Tuna Diekspor, Kisah Pilu Nelayan Morotai Jadi Penonton di Laut Sendiri
Keberadaan kapal besar di jalur ini tidak hanya merampas ruang tangkap nelayan lokal, tetapi juga mengancam ekosistem perairan dangkal.--Istimewa
Kondisi ini menjelaskan mengapa Morotai belum memerlukan Sentra Tempat Pelelangan Ikan (TPI), karena tidak terjadi transaksi jual-beli hasil laut yang kompetitif, baik melalui sistem lelang maupun mekanisme pasar lainnya.
Sebagian besar margin hilirisasi, saat tuna segar diolah menjadi loin, steak, atau sashimi yang nilainya berlipat ganda, justru mengalir ke perusahaan perantara.
Akibatnya, nelayan kembali terjebak sebagai pemasok bahan baku mentah dengan daya tawar yang lemah.
Persoalan ini semakin parah dengan kondisi infrastruktur rantai dingin yang vital kini ambruk.
Mesin pencetak es (ice flake) bantuan KKP di lima lokasi, Wayabula, Sangowo, Buho-buho, Bere-bere, dan Cendana saat ini mangkrak akibat kesulitan perawatan dan kelangkaan suku cadang.
Fasilitas penyimpanan dingin (cold storage) di SKPT juga kerap "mati suri" akibat pasokan listrik di Morotai yang tidak stabil.
"Imbasnya, nelayan terpaksa menjual hasil tangkapan dengan harga murah atau menyaksikan ikannya membusuk.

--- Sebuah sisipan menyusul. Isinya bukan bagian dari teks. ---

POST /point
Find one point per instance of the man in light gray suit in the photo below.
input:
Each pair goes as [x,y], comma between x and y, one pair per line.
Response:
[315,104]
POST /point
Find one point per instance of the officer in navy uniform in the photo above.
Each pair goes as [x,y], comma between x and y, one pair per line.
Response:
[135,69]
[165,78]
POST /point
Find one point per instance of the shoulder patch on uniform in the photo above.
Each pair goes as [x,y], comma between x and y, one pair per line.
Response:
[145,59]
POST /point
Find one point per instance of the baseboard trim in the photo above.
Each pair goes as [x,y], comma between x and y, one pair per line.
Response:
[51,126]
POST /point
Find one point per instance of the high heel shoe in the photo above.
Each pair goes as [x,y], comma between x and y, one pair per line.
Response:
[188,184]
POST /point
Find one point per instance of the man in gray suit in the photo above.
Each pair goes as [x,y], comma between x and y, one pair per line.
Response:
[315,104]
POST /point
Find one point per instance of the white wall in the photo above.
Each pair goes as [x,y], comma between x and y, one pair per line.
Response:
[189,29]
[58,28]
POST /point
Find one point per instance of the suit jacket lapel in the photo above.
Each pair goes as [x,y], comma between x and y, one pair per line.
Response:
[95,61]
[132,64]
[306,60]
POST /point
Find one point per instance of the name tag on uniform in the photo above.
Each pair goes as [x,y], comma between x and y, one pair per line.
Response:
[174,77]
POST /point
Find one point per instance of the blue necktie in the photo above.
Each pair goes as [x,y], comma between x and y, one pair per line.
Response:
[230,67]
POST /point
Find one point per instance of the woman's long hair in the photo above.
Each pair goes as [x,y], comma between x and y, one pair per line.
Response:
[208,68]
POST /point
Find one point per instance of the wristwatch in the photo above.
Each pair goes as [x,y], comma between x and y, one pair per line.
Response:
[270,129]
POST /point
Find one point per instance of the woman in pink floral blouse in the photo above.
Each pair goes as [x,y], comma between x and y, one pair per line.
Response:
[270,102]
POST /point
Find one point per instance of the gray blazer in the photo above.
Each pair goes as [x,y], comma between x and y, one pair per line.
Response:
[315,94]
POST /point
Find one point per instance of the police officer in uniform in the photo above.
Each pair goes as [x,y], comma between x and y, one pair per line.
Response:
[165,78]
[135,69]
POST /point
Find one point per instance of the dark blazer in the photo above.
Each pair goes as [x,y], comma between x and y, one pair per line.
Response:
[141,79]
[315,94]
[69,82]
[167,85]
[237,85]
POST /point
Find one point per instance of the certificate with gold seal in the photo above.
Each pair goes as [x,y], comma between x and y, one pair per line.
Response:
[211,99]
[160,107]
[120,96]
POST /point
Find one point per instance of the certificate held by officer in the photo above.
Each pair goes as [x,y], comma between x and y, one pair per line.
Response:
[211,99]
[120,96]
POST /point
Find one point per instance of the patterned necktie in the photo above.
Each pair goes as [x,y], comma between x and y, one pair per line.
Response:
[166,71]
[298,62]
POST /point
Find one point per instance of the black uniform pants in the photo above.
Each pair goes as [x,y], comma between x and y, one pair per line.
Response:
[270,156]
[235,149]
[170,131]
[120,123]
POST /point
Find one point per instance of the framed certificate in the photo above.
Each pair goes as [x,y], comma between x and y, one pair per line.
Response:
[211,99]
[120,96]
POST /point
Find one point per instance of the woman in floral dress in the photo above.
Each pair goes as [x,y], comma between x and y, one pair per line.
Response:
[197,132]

Krisis ini memutus mata rantai hilirisasi di hulu dan mengembalikan nelayan pada posisi sebagai pedagang bahan mentah yang rentan," papar Rachma.
Situasi ini jelas bertolak belakang dengan semangat Asta Cita yang menekankan peningkatan nilai tambah bagi nelayan.
Untuk memutus mata rantai permasalahan ini, diperlukan pendekatan komprehensif yang berfokus pada penciptaan ekosistem berkeadilan, tidak sekadar pembangunan infrastruktur semata.
BACA JUGA:Serap Banyak Tenaga Kerja, Airlangga Hartarto Sebut Prabowo Bakal Bangun Kampung Nelayan Merah Putih
Pertama, penegakan hukum yang konsisten mutlak diperlukan. Operasi terpadu dan rutin antara PSDKP, TNI AL, dan Polairud harus ditingkatkan untuk menertibkan pelanggaran batas zonasi tangkap.
Data KKP mencatat, 78% dari total 1.382 kasus pelanggaran perikanan sepanjang 2023 justru terjadi di wilayah terpencil seperti Morotai.
Kedua, pemberdayaan kelembagaan nelayan menjadi kunci. Koperasi nelayan setempat, seperti Koperasi Desa Merah Putih di Morotai, perlu dikembangkan menjadi koperasi yang tangguh dan terintegrasi.
Lembaga ini dapat mengelola unit usaha es, menampung hasil tangkapan anggota, hingga membuka akses pemasaran yang lebih luas.